Now, let's try compiling RIOT OS to some other real wireless sensor mote platform. I selected "telosb" platform since we have Tmote Sky modules in our lab which are equivalent to telosb platform. Following command can be used to compile RIOT to telosb platform.

cd RIOT/examples/default
make BOARD=telosb

Now, plug-in a telosb mote into a USB port of the computer and properly give permission to access it using chmod command. For example, if the mote is mounted to /dev/ttyUSB0, following command will provide permission to access it.

sudo chmod 777 /dev/ttyUSB0

We can use a single command to compile RIOT OS and write it into the flash memory of the plugged-in telosb mote as follows.

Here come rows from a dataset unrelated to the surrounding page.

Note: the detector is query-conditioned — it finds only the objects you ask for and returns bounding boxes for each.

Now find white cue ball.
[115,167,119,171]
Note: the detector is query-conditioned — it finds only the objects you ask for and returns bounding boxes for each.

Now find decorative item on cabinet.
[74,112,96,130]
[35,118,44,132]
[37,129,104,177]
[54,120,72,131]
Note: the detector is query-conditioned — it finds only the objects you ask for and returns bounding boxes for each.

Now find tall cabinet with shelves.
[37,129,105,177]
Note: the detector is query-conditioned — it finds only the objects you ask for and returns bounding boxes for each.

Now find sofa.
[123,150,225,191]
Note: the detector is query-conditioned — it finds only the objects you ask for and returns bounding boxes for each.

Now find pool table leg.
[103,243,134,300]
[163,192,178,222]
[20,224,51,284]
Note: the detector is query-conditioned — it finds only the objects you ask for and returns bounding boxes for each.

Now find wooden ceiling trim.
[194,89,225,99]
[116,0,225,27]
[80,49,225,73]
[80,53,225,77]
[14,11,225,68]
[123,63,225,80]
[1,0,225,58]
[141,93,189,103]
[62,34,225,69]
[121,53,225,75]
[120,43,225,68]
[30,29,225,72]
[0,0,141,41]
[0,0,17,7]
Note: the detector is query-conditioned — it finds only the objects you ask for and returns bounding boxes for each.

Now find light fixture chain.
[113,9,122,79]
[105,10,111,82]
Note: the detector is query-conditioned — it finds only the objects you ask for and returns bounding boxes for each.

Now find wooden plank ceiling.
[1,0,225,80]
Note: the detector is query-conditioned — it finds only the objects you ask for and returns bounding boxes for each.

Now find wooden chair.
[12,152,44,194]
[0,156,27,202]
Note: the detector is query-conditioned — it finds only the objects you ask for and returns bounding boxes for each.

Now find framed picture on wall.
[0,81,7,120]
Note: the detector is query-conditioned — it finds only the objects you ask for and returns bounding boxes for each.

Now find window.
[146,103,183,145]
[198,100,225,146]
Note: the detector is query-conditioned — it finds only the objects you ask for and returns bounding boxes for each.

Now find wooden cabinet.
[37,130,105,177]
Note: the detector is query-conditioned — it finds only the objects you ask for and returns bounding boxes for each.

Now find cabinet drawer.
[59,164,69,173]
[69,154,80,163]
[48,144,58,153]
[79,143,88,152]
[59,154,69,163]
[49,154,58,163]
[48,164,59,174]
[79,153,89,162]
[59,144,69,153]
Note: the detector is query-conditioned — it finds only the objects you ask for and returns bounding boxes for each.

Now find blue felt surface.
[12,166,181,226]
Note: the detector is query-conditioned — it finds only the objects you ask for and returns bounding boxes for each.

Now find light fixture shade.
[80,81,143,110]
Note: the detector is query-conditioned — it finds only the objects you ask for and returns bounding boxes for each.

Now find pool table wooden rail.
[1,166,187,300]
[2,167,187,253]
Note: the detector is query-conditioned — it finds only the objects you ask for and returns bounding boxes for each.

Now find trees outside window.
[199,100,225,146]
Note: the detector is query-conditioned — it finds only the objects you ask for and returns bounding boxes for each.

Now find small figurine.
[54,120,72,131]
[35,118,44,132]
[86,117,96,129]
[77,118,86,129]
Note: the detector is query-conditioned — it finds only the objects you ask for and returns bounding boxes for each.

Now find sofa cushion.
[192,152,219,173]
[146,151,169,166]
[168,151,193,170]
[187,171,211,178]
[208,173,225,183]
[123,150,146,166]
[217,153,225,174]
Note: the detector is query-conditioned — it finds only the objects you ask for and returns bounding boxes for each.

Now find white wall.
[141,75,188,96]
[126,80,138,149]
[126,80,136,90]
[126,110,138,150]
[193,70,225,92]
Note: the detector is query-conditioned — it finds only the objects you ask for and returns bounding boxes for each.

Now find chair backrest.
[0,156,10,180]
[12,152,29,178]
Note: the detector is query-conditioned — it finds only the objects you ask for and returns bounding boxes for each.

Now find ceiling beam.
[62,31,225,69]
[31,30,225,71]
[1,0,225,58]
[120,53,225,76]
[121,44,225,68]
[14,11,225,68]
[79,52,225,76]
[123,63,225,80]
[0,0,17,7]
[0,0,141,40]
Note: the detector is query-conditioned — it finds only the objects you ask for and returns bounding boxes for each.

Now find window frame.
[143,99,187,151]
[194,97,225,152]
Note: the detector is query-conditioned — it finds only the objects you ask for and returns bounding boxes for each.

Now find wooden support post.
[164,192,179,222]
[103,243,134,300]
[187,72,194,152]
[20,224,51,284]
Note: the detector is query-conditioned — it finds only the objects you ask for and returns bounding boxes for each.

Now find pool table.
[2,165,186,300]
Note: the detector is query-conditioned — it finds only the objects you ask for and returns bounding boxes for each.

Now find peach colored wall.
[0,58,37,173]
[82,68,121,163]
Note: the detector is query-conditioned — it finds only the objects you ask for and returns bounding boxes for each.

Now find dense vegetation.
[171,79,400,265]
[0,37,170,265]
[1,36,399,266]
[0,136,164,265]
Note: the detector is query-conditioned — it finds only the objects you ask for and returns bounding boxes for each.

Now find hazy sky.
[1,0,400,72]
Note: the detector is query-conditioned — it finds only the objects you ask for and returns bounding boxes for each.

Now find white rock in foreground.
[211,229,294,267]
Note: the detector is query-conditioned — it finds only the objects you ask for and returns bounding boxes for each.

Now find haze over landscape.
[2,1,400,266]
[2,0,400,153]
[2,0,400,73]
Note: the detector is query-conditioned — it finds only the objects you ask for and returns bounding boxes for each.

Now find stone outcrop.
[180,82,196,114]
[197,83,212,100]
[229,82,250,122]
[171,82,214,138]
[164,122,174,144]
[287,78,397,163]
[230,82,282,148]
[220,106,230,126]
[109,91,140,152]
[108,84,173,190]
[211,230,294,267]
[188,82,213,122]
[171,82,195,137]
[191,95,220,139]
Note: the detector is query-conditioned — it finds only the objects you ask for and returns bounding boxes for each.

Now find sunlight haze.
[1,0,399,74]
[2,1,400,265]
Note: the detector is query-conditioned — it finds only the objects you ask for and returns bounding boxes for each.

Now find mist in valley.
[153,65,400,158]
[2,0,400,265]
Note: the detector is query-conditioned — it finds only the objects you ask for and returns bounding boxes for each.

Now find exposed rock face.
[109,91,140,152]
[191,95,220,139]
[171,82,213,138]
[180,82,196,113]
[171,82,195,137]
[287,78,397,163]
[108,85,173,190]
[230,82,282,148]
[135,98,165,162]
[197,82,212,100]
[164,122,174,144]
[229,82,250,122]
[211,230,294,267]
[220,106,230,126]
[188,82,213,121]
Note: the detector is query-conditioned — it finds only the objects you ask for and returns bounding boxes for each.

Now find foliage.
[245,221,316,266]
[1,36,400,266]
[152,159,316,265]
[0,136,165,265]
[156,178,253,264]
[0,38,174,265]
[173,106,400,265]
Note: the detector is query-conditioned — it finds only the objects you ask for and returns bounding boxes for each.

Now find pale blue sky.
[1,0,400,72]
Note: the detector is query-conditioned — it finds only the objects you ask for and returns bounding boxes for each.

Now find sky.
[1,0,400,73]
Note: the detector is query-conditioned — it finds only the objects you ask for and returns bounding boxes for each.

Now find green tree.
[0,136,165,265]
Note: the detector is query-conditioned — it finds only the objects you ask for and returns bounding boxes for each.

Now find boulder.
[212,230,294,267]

make BOARD=telosb PORT=/dev/ttyUSB0 flash

It will take a little time to write to the flash memory of the mote. Finally, if we want to clean up the temporary files generated during the compilation time, we can use the following command.

make BOARD=telosb clean

Compiling and running on Cooja simulator:

Another possibility of trying RIOT programs is available for us. That is compiling RIOT progam into some real mote platform and running the executable on Cooja sensor network simulator which usually comes with Contiki OS. Let's try that now. First, we have to compile our program to a specific sensor mote platform. I will use telosb platform as usual.

cd RIOT/examples/default
make clean all BOARD=telosb

Now rename the elf file default.elf to to be able to use in Cooja since Cooja simulator expects an executable that it is supposed to run on Cooja to be save with .sky extention. Then, this executable is ready to run on Cooja. I had Cooja on my InstantContiki VM so, I started the VM and then started the Cooja simulator inside it using "ant run" command. Copy the file into the instant contiki filesystem. Now create a new simulation and a sky mote type and for the firmware, browse and give the firmware. Running the simulation should print the RIOT OS output on the mote output log.